The above-mentioned serial numbers of the embodiments of the present invention are merely for description and do not represent the merits of the embodiments.
Through the above description of the embodiments, those skilled in the art will clearly understand that the method of the above embodiments can be implemented by software plus a necessary general hardware platform, and certainly can also be implemented by hardware, but in many cases, the former is a better implementation manner. Based on such understanding, the technical solutions of the present invention may be embodied in the form of a software product, which is stored in a storage medium (such as ROM/RAM, magnetic disk, optical disk) and includes instructions for enabling a terminal device (such as a mobile phone, a computer, a server, an air conditioner, or a network device) to execute the method according to the embodiments of the present invention.

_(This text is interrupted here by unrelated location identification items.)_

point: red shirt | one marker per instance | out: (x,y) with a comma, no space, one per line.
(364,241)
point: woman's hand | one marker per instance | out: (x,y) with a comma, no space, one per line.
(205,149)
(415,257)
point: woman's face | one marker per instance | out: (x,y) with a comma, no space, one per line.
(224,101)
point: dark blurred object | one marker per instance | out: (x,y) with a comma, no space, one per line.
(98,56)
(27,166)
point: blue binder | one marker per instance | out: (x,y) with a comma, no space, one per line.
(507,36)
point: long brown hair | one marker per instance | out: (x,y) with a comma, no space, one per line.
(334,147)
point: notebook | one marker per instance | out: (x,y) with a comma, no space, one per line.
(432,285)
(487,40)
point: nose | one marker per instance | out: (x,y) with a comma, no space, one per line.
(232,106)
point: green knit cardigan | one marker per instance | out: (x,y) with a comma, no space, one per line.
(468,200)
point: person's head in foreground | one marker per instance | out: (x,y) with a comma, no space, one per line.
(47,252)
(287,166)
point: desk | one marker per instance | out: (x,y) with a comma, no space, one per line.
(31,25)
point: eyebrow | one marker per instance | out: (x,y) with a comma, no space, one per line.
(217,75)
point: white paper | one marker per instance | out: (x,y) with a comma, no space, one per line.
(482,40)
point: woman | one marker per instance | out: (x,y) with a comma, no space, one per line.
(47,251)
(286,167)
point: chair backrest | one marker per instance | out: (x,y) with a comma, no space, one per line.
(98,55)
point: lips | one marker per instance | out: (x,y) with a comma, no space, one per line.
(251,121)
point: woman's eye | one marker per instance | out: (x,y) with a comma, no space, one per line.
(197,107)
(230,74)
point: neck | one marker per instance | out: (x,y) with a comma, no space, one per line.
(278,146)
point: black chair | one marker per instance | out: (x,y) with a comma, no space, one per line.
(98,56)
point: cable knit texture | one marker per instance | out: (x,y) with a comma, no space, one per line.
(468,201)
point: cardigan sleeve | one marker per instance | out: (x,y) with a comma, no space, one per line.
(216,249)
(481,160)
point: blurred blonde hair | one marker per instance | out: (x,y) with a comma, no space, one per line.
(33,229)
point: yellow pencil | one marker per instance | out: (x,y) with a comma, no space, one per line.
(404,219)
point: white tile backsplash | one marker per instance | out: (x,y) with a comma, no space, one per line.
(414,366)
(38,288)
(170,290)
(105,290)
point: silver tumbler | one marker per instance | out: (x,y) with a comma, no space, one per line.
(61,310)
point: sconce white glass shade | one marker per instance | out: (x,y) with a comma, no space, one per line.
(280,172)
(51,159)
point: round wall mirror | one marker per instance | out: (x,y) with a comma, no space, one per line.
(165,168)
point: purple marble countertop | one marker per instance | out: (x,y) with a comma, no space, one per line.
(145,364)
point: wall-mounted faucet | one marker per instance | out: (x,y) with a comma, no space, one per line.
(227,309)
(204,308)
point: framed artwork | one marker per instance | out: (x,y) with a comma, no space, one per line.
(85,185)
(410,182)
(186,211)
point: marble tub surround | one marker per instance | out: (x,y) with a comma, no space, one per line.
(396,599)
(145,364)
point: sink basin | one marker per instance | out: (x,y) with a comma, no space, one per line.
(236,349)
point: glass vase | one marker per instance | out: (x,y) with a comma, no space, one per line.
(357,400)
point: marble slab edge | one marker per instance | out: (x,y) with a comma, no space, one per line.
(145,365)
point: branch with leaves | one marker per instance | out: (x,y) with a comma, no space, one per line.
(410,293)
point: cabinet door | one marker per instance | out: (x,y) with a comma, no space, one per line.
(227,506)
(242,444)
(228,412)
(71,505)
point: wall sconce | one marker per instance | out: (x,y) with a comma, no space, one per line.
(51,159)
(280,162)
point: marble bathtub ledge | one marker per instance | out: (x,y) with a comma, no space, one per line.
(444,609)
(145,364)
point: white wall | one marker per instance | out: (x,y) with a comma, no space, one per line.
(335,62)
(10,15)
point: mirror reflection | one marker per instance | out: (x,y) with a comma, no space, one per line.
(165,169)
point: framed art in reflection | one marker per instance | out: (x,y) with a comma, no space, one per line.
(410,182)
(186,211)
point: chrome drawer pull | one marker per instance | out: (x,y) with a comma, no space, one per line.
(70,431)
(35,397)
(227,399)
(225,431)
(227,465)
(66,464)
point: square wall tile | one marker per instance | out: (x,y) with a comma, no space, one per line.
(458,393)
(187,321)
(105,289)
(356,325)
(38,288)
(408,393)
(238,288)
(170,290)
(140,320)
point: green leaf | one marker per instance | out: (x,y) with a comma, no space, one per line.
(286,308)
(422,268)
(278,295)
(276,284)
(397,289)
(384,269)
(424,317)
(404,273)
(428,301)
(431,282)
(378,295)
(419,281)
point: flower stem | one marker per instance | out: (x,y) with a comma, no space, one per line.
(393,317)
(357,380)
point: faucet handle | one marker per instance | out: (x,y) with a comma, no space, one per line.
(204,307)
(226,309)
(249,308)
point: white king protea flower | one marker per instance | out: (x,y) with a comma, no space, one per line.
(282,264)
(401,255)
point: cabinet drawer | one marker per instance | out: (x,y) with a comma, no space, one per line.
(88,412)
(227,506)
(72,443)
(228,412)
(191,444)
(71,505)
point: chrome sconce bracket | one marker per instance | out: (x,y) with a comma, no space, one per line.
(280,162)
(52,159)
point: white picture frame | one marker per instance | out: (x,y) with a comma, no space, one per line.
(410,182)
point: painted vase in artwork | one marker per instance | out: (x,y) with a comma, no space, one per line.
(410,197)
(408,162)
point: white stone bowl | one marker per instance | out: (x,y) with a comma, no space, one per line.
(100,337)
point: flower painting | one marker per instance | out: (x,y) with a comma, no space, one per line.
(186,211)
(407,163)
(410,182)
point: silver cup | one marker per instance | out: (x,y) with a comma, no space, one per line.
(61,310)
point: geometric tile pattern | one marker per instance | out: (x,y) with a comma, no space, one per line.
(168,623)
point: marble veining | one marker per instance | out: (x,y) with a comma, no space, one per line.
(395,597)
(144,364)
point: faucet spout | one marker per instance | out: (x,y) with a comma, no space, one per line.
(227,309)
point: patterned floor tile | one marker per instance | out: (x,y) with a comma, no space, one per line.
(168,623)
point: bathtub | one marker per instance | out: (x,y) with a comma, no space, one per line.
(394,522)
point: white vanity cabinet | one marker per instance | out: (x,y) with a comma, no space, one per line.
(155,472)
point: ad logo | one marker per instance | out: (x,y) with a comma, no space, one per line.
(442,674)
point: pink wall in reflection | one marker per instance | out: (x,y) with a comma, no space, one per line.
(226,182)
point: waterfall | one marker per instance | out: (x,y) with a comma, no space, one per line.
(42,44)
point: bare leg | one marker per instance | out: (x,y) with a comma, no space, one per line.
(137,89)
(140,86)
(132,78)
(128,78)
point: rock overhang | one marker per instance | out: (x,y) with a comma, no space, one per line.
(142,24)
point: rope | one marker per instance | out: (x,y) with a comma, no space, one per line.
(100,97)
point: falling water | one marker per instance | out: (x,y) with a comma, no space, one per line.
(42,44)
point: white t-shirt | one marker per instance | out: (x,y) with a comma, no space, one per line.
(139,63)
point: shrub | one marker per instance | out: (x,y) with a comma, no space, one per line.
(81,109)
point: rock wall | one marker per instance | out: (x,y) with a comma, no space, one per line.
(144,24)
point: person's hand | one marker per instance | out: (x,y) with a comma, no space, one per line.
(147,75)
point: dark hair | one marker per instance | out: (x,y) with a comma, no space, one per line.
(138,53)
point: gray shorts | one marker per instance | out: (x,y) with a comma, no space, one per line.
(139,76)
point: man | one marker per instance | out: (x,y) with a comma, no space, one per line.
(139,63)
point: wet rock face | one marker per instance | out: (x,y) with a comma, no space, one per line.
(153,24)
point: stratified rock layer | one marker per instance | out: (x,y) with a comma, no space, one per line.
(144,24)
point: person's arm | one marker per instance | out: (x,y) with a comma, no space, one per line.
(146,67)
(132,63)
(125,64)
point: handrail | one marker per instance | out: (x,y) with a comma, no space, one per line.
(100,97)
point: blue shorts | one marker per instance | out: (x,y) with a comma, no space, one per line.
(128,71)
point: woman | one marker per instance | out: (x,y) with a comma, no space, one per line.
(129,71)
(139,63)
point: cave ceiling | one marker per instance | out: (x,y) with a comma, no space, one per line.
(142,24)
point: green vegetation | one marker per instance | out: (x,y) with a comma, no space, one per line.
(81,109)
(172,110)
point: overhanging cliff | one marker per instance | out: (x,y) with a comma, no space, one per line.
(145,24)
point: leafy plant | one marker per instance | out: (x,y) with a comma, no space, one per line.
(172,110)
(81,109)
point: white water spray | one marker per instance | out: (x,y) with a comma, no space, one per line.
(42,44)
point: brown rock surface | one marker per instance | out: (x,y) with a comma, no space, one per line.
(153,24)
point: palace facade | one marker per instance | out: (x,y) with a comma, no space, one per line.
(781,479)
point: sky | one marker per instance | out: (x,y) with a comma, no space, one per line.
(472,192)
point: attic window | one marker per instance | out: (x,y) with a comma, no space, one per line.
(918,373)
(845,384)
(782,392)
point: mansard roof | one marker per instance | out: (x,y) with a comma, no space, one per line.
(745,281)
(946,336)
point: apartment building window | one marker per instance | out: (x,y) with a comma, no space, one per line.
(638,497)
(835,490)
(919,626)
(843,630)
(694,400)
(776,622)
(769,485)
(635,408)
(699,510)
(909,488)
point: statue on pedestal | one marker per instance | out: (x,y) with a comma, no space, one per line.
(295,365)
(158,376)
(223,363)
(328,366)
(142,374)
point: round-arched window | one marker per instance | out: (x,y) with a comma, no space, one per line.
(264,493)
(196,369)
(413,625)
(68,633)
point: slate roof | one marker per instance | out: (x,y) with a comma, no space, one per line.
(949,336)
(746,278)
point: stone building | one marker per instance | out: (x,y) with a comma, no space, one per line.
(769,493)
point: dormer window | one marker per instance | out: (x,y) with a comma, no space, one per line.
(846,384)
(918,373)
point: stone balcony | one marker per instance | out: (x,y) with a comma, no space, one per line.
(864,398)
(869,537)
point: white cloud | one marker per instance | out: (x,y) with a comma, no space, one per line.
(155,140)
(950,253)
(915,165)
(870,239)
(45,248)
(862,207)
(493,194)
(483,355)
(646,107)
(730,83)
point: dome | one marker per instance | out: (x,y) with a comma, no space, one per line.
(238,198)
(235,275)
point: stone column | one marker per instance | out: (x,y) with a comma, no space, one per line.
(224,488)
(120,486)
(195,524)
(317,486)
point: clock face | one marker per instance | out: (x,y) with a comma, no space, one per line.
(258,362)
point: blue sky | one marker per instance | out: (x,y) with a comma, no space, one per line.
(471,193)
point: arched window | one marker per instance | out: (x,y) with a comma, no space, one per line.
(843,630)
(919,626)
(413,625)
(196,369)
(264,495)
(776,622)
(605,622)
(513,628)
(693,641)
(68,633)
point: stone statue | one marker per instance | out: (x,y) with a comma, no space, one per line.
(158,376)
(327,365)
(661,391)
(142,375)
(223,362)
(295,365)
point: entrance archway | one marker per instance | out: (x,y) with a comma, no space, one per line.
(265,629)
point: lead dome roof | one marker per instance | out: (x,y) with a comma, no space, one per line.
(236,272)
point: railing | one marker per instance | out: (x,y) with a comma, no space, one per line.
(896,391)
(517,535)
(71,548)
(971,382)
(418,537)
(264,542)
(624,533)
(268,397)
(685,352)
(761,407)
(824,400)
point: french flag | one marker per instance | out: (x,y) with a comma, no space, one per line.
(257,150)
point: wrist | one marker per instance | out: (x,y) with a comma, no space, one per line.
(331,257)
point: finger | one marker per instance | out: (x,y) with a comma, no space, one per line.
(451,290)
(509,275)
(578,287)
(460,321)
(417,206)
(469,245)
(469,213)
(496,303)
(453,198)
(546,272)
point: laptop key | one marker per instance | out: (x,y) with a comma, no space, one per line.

The above description is only a preferred embodiment of the present invention, and not intended to limit the scope of the present invention, and all modifications of equivalent structures and equivalent processes, which are made by using the contents of the present specification and the accompanying drawings, or directly or indirectly applied to other related technical fields, are included in the scope of the present invention.

Claims (10)

1. A server, comprising a memory and a processor coupled to the memory, wherein the memory stores a processing program operable on the processor, and wherein the processing program when executed by the processor performs the steps of:
generating, after receiving an identity authentication request carrying a user identity sent by a client computer, a graphic code parameter of a graphic code corresponding to the user identity, and sending the graphic code parameter to the client computer, so that the client computer generates and displays the graphic code corresponding to the graphic code parameter, wherein the graphic code parameter comprises a random key and a voiceprint data acquisition link address;
an analysis step, after the handheld terminal analyzes the graphic code to obtain a random key and a voiceprint data acquisition link address, receiving a voiceprint verification request which is sent by the handheld terminal through the voiceprint data acquisition link address and carries the random key, and analyzing whether the random key in the graphic code parameters sent to the client computer is consistent with the random key received from the handheld terminal;
if so, establishing a voice data acquisition channel with the handheld terminal, and acquiring current voiceprint verification voice data of the user acquired from the handheld terminal based on the voice data acquisition channel;
and a verification step, namely constructing a current voiceprint authentication vector corresponding to the current voiceprint authentication voice data, determining a standard voiceprint authentication vector corresponding to the user identity according to a mapping relation between a preset user identity and the standard voiceprint authentication vector, calculating the distance between the current voiceprint authentication vector and the standard voiceprint authentication vector, generating an authentication result based on the calculated distance, and sending the authentication result to the client computer.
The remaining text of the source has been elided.